1-ый абзац: НПР (все формальные признаки)
⇓
2-ой абзац: выдержан в форме КР (по Е.Г. Архангельской — исчезновение формальных признаков НПР [Архангельская 1972:120])
⇓
3-ий, 4-ый абзац: НПР (все формальные признаки)
⇓
5-ый абзац: это сложный и неоднозначный отрезок текста. Он может служить примером того, что, по указанию многих исследователей11, авторская речь в «Белой гвардии» довольно часто оказывается сплавленной с речью персонажей (по нашему мнению, точка зрения здесь — Алексея, а языковое воплощение — автора-повествователя). Следует отметить, что повествовательная ткань в сцене в Александровской гимназии (С. 92—102) характеризуется «колебанием» господствующей точки зрения на изображаемые события. Точка зрения Алексея (при наличии всех указывающих на неё элементов) сменяется отрывками текста, не имеющих уже необходимых указателей, и которые поэтому могут быть отнесены к авторской речи.
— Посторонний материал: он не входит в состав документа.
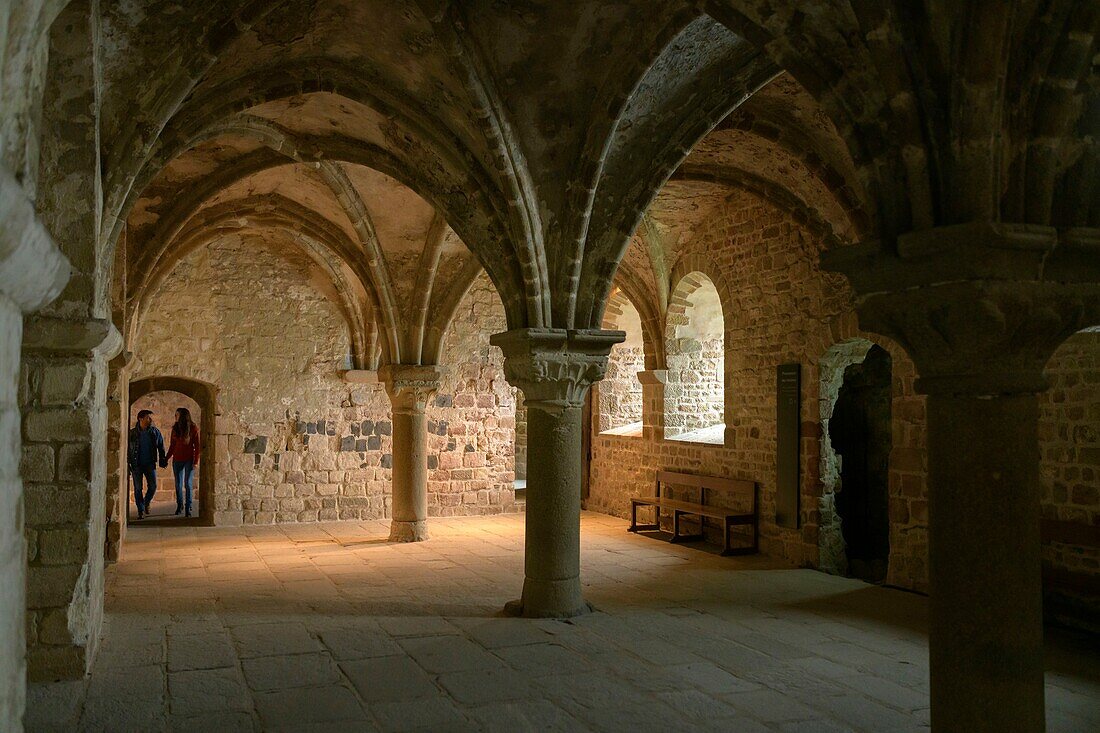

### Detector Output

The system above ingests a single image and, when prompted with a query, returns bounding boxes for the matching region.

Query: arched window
[664,272,726,445]
[595,288,646,435]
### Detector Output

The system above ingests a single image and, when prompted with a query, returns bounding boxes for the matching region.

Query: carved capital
[858,282,1100,395]
[490,328,626,414]
[23,316,122,360]
[378,364,442,413]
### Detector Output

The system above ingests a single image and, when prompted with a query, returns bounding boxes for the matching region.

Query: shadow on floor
[127,514,211,529]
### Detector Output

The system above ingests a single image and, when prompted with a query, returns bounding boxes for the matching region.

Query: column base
[389,519,429,543]
[504,578,594,619]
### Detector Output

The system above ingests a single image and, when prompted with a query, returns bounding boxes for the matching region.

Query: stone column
[20,316,122,681]
[378,364,440,543]
[106,351,134,562]
[638,369,669,440]
[0,167,68,731]
[491,328,626,617]
[826,225,1100,733]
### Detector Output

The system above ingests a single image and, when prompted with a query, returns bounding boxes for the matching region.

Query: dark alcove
[828,346,891,582]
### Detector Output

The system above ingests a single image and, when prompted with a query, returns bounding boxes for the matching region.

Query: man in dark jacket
[127,409,165,519]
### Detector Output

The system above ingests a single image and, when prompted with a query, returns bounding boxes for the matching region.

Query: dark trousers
[172,461,195,513]
[130,463,156,512]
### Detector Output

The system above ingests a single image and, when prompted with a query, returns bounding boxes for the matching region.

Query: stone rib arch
[127,199,378,369]
[700,0,928,231]
[120,112,523,330]
[415,3,552,325]
[422,256,490,364]
[107,67,526,320]
[575,19,779,327]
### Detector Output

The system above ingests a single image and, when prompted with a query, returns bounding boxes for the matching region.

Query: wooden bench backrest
[1040,519,1100,547]
[657,471,757,512]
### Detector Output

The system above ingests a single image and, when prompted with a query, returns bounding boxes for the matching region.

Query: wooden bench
[1040,519,1100,597]
[628,471,760,555]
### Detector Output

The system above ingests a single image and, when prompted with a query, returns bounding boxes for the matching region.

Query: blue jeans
[130,464,156,512]
[172,461,195,512]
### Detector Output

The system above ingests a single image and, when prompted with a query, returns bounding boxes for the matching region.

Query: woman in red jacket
[164,407,201,516]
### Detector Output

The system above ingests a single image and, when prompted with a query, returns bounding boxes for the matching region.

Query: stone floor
[26,514,1100,733]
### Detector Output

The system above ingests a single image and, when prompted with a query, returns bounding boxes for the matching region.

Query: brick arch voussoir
[664,253,737,339]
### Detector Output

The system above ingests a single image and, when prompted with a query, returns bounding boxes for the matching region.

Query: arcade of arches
[0,0,1100,731]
Но непосредственно после таких фрагментов опять возникает фигура Турбина, что побуждает квалифицировать предшествующий эпизод как выдержанный его точкой зрения12. Можно сказать, что на протяжении описаний событий в гимназии функции повествователя то и дело переходят от героя к автору и обратно. «Эффект слитности лица действующего с лицом повествующим усугубляется, когда в «смешанную» авторскую речь вкрапливаются восклицания, слова-оценки, отдельные элементы, подчеркивающие напряжённость момента или выявляющие тонкость наблюдений героя» [Архангельская 1972:123].
Хотя неоднократно утверждалось, что речь автора и речь Турбиных очень близки по своей структуре (см., например, [Т.Г.Винокур 1979:57], а сами герои настолько близки писателю, что нет надобности в нарочитой индивидуализации их речи (как это имеет место, например, в случае с Василисой или петлюровцами и т. д.), тем не менее, речь каждого из Турбиных индивидуализирована в той степени, в какой это необходимо для узнавания читателем того или иного персонажа, и когда это автору нужно, он однозначно даёт понять, какому из героев передана система оценок. В этом же абзаце, по нашему мнению, речь идет о намеренной недифференцированности речи автора и персонажа как художественном приеме (ср., например, — «Ан, Мышлаевский оказался здесь, наверху!» (С. 44)).
⇓
6-ой, 1-ой абзацы: авторская речь, выдержанная в русле диалога с читателем (что очень характерно для писательской манеры Булгакова)13.
3 фрагмент
«Наступило одиночество. В печке горела бумага. Турбин, несмотря на окрики Малышева, как-то вяло и медленно подошел к двери, нашарил крючок, спустил его в петлю и вернулся к печке. Несмотря на окрики, Турбин действовал не спеша, на каких-то вялых ногах, с вялыми скомканными мыслями. Непрочный огонь пожрал бумагу, устье печки из веселого пламенного превратилось в тихое красноватое, и в магазине сразу потемнело. В сереньких тенях лепились полки по стенам. Турбин обвел их глазами и вяло же подумал, что у мадам Анжу ещё до сих пор пахнет духами. Нежно и слабо, но пахнет.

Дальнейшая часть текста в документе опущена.